Karl Schenkl (Brno, 11 December 1827 – Graz, 20 September 1900) was an Austrian classical philologist.

==Biography==
Schenkl studied classical philology and law from 1845 to 1849 at the University of Vienna. After 1850 he taught at various gymnasiums, and in 1858 was appointed professor of classical philology at the University of Innsbruck, where he founded the Philological Institute in 1860. In 1863, he left for the University of Graz, and in the same year started a philological seminar and became a corresponding member of the Austrian Academy of Sciences; in 1868 he became a full member. Schenkl was rector at Graz from 1869 to 1870, and in 1870 became a member of the Gymnasialreformkommission (commission for the reform of the gymnasiums). In 1875, he was appointed professor at the University of Vienna.

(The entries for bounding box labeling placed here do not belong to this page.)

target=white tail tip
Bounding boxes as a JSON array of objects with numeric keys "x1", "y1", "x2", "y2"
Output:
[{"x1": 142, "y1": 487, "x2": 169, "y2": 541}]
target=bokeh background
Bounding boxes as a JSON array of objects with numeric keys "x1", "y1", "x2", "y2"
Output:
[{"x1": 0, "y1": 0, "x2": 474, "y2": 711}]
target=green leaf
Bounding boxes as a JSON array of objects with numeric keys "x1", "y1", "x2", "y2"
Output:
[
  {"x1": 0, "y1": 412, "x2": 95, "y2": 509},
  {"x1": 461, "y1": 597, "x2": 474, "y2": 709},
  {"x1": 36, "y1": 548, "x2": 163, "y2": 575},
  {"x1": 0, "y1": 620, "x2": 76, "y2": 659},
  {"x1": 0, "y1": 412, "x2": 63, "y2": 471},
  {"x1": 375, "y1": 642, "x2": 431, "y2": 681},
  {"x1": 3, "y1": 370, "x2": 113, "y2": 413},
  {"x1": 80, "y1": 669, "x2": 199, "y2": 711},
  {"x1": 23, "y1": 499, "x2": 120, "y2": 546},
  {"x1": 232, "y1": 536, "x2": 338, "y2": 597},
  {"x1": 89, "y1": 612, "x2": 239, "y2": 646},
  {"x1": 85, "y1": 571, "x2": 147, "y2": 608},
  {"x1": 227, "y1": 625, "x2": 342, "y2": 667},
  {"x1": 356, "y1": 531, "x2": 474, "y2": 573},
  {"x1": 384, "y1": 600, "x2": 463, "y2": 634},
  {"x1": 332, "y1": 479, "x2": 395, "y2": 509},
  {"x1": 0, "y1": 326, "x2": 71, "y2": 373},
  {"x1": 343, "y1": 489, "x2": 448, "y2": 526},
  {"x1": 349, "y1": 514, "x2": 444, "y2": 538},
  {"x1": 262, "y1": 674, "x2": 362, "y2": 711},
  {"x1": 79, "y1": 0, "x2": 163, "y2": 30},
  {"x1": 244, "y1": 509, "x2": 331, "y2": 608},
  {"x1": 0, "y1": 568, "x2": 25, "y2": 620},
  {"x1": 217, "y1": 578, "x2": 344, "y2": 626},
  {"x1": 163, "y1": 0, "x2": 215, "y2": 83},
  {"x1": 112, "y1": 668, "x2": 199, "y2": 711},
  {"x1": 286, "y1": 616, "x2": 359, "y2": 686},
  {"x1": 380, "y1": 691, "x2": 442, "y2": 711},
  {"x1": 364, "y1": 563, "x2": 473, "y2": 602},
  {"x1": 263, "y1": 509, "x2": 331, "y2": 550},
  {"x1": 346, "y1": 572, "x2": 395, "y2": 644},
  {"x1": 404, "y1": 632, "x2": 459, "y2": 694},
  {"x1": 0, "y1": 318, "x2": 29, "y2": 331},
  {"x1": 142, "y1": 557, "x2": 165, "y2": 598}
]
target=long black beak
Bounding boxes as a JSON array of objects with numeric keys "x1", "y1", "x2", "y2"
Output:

Schenkl was co-founder in 1885 and president of the "Eranos Vindobonensis", a historical society associated with the University of Vienna's Institute for Classical Philology, Middle and Late Latin. With Wilhelm von Hartel he founded, in 1879, the journal Wiener Studien, and he was publisher of the series Bibliotheca Teubneriana. Schenkl edited Latin texts by the Church Fathers and others for the Corpus Scriptorum Ecclesiasticorum Latinorum (CSEL), and published a number of important textbooks; his Griechisches Elementarbuch (1852) was used in Austrian schools for 70 years, and his students' dictionary of Ancient Greek was still in use in 2009. His interests also extended to Sanskrit, his lectures on which paved the way for the later foundation of the chair of comparative linguistics at Graz, and fairytales; his 1864 article "Das Märchen von Schneewittchen und Shakespeare's Cymbeline" is one of the earliest studies of "Snow White".

In 1919 a plaque honoring Schenkl was unveiled in the arcaded courtyard of the University of Vienna. He was the father of philologist Heinrich Schenkl.

==Selected works==

===For the CSEL===
- Ambrose, Hexameron, De paradiso, De Cain, De Noe, De Abraham, De Isaac, De bono mortis. 1896, Vol. 32/1
- Ambrose, De Iacob, De Ioseph, De patriarchis, De fuga saeculi, De interpellatione Iob et David, De apologia prophetae David, De Helia, De Nabuthae, De Tobia. 1897, Vol. 32/2
- Ambrose, Expositio evangelii secundum Lucam. 1902, Vol. 32/4
- Sancti Paulini epigramma, Versus ad gratiam domini, De verbi incarnatione, De ecclesia. 1888, Vol. 16/1
- Claudius Marius Victor, Alethia. 1888, Vol. 16/1
- Faltonia Betitia Proba, Cento. 1888, Vol. 16/1

==Sources==

- Schenkl, Karl, in: Deutsche Biographische Enzyklopädie, vol. 8, p. 607
- Alois Kernbauer: "Karl Schenkl (1863/64-1875)". In Das Fach Klassische Philologie an der Universität Graz vom Anfang des 19. Jahrhunderts bis zur Gegenwart. Mit Beiträgen von Herbert H. Egglmaier, Walter Höflechner, Alois Kernbauer, Walter Primig, Peter G. Tropper, Franz-Anton Wallisch. Beiträge und Materialien zur Geschichte der Wissenschaften in Österreich Ed. Walter Höflechner (Publikationen aus dem Archiv der Universität Graz 11), Graz 1981, 38–52.